Furthermore, according to the NDS, the U.S. aims to block Russia and Iran by occupying spaces like Syria so that they can’t. It says, “With our allies and partners, we will challenge competitors by maneuvering them into unfavorable positions, frustrating their efforts, precluding their options while expanding our own, and forcing them to confront conflict under adverse conditions.” With barely 2,500 U.S. troops alongside the SDF in Syria, the United States was doing all of those things.

Trump’s decision on Syria more clearly is his and his alone. He is farther removed from the strategic plans or visions advocated by his own administration and military leaders than was known. He is not pulling out of Syria to re-prioritize U.S. military resources. He has not said the troops are needed to fight more urgent threats elsewhere, or that the country can’t afford to pay for the operations, or that there was greater strategic value to withdrawing them. He said he likes better deals, meaning paying less money for missions abroad. Trump did suggest that Americans had fought enough, and that having U.S. adversaries fight each other over the same space of land may be a better move.
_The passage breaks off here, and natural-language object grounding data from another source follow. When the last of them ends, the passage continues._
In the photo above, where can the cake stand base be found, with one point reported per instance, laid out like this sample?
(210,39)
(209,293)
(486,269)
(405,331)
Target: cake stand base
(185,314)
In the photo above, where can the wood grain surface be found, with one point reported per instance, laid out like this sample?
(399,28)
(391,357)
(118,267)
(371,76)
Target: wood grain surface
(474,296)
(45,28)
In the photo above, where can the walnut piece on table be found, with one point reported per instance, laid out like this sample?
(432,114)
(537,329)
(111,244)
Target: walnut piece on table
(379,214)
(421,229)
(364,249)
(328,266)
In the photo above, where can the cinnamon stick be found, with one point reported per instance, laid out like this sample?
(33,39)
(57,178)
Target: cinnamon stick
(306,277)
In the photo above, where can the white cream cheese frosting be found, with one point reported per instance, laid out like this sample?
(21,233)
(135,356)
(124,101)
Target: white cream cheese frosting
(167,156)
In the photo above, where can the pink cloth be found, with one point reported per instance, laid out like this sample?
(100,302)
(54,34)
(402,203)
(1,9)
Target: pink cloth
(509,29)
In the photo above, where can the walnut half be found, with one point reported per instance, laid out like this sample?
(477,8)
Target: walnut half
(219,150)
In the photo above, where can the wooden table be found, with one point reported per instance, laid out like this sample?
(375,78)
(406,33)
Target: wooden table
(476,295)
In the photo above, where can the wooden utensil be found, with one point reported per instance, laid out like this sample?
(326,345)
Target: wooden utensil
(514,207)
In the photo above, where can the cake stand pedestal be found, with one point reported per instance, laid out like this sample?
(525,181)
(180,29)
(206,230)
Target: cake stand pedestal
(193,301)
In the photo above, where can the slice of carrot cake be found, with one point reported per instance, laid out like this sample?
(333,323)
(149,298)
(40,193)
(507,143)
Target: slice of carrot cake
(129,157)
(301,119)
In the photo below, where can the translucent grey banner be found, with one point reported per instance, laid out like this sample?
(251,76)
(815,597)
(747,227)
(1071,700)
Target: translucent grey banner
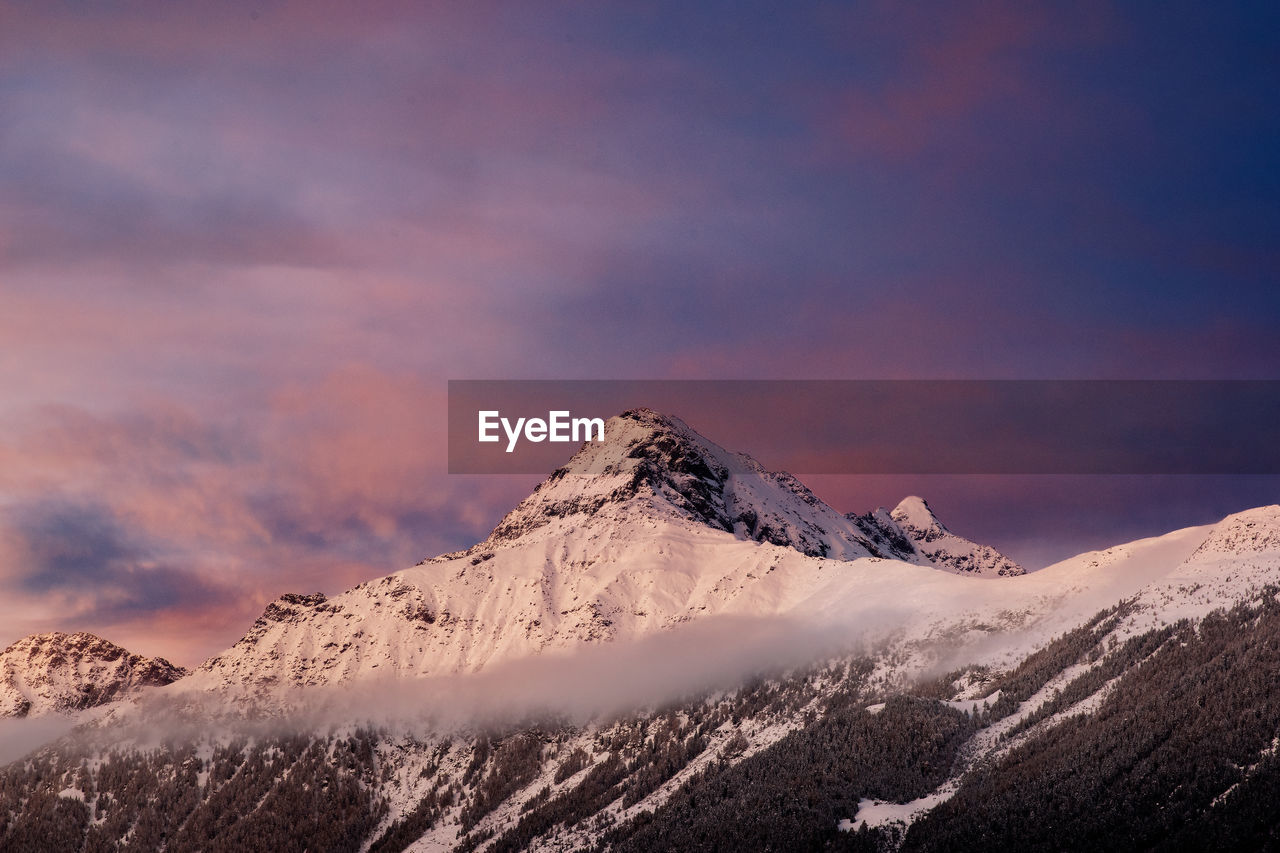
(891,427)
Perhaps, but only if those enemies fight each other to the death. The Taliban and ISIS, in Afghanistan. Or ISIS, Assad, Russia, and Iran, in Syria. But eventually, one of those sides will win and rule either by force or by welcome partnership. But the United States will not be a player, partner, or, certainly, not a leader.

The National Defense Strategy that Mattis approved for Trump is not law. It’s a guidebook. Pentagon staffers note that it identifies three “lines of effort,” or objectives. One is “strengthening alliances as we attract new partners.” By abandoning Syria, Trump is doing the opposite.

Pentagon leaders will have to readjust to follow their commander in chief, quickly. U.S. allies are scrambling to decide whether to fill the American void abroad. The SDF and other U.S. partner forces already are choosing their least bad options, including aligning with Assad, the dictator who is aligned with Russia and Iran. Together they will fight ISIS, just as Trump wanted. And they will build a post-conflict future that benefits themselves, not the United States. Critics have written repeatedly that other nations and fighters are watching the U.S. closely and seeing just how long Washington’s commitment lasts. They are seeing just how good is an American commander’s word. Now they know. U.S. commanders and diplomats can make promises. But there’s only one commander in chief now: Donald Trump.